Corey Hart and his wife Julie Masse are shown in a handout photo. orey Hart’s sizzling contributions to pop music will be in focus at the Juno Awards on Sunday, but the hitmaker says this year he’ll be recognizing another significant personal milestone at the event. Nearly 26 years ago, Hart was introduced to his wife, Quebecois singer Julie Masse, when they handed out the Juno for group of the year together live on the broadcast. (Juno Awards/Canadian Academy of Recording Arts and Sciences photo)

Corey Hart’s hall of fame induction at the Junos marks another special occasion

The Juno Awards air Sunday on CBC-TV

Corey Hart’s sizzling contributions to pop music will be in focus at the Juno Awards on Sunday, but the hitmaker says this year he’ll be recognizing another significant personal milestone at the event.

Nearly 26 years ago, Hart was introduced to his wife, Quebecois singer Julie Masse, when they handed out the Juno for group of the year together live on the broadcast.

But it wasn’t originally supposed to happen that way — an 11th-hour scheduling snafu is how the stars aligned for the couple back in 1993.

“If I hadn’t been pig-headed, opinionated or following my inner voice, I never would’ve met her,” said Hart, ahead of his induction into the Canadian Music Hall of Fame.

The performer was initially set to hand out album of the year, but Juno producers shuffled presenters and asked him to announce video of the year instead.

Hart was on his way to the dress rehearsal when he got the call about a change of plans.

The “Sunglasses at Night” singer-songwriter says he rejected the idea on the spot, thinking it “was a demotion” for a musician to hand out a visual prize.

“That just doesn’t feel right,” he remembered telling the producers. “So, no problem I just won’t present this year.”

A few minutes after hanging up, the producers called back with another offer — he could pair up with Masse, a rising francophone star, to pass out the group of the year award.

Hart was immediately on board.

Masse was coming off her sophomore album that night and picked up best new female artist.

READ MORE: Juno Awards returning to Saskatoon next year for the first time since 2007

When host Celine Dion welcomed the pair onto the stage, their casual banter was magnetic.

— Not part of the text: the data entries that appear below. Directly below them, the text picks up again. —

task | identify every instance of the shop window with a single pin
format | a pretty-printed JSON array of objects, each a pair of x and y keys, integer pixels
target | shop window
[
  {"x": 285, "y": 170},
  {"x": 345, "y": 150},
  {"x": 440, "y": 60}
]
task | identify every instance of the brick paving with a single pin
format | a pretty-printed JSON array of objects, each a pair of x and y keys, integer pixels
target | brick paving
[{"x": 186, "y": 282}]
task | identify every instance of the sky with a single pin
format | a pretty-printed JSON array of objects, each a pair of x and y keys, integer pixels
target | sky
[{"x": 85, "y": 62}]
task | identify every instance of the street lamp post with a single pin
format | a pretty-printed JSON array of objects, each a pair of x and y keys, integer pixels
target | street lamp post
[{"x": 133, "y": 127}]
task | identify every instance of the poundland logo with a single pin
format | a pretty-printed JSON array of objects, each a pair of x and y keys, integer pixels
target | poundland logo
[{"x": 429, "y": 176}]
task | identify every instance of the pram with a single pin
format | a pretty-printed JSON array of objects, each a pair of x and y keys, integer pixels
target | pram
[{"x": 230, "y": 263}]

They announced the Barenaked Ladies as the winners of the Juno.

As Hart made his way back to his seat, Masse’s manager stopped him to gush about their stage presence.

“He quickly garbled out to me that Julie was going to be pursuing a career in English,” Hart said.

“He thought we looked like we had great chemistry together. I don’t think (this) is what he imagined when he made that comment.”

Months later, Hart wound up in the studio working alongside producer Tom Lord-Alge on Masse’s single “One More Moment.” More songs followed as production moved to Morin-Heights, Que.

The pair was in love by the following year, he said.

“Literally from the time we started seeing each other in the summer of 1994 we’ve never been apart for more than a few days,” he said.

Both Hart and Masse were in crumbling marriages at the time, he said, and those quickly dissolved.

“It was complicated,” he added.

The couple had three daughters before they wed in 2000, and a son after they tied the knot.

When Hart began to ease out of Canada’s music industry the family settled in Barbados.

In more recent years, Hart, now 56, and Masse have collaborated on each other’s work. She appears as a backup singer on his upcoming EP “Dreaming Time Again,” due for release on May 3.

Masse, 48, will also join him on stage when he closes out the Juno broadcast performing some of his biggest hits.

“There’s an empathy and an understanding that only another artist can relate to,” Hart said.

“We’re very simpatico together.”

The Juno Awards air Sunday on CBC-TV.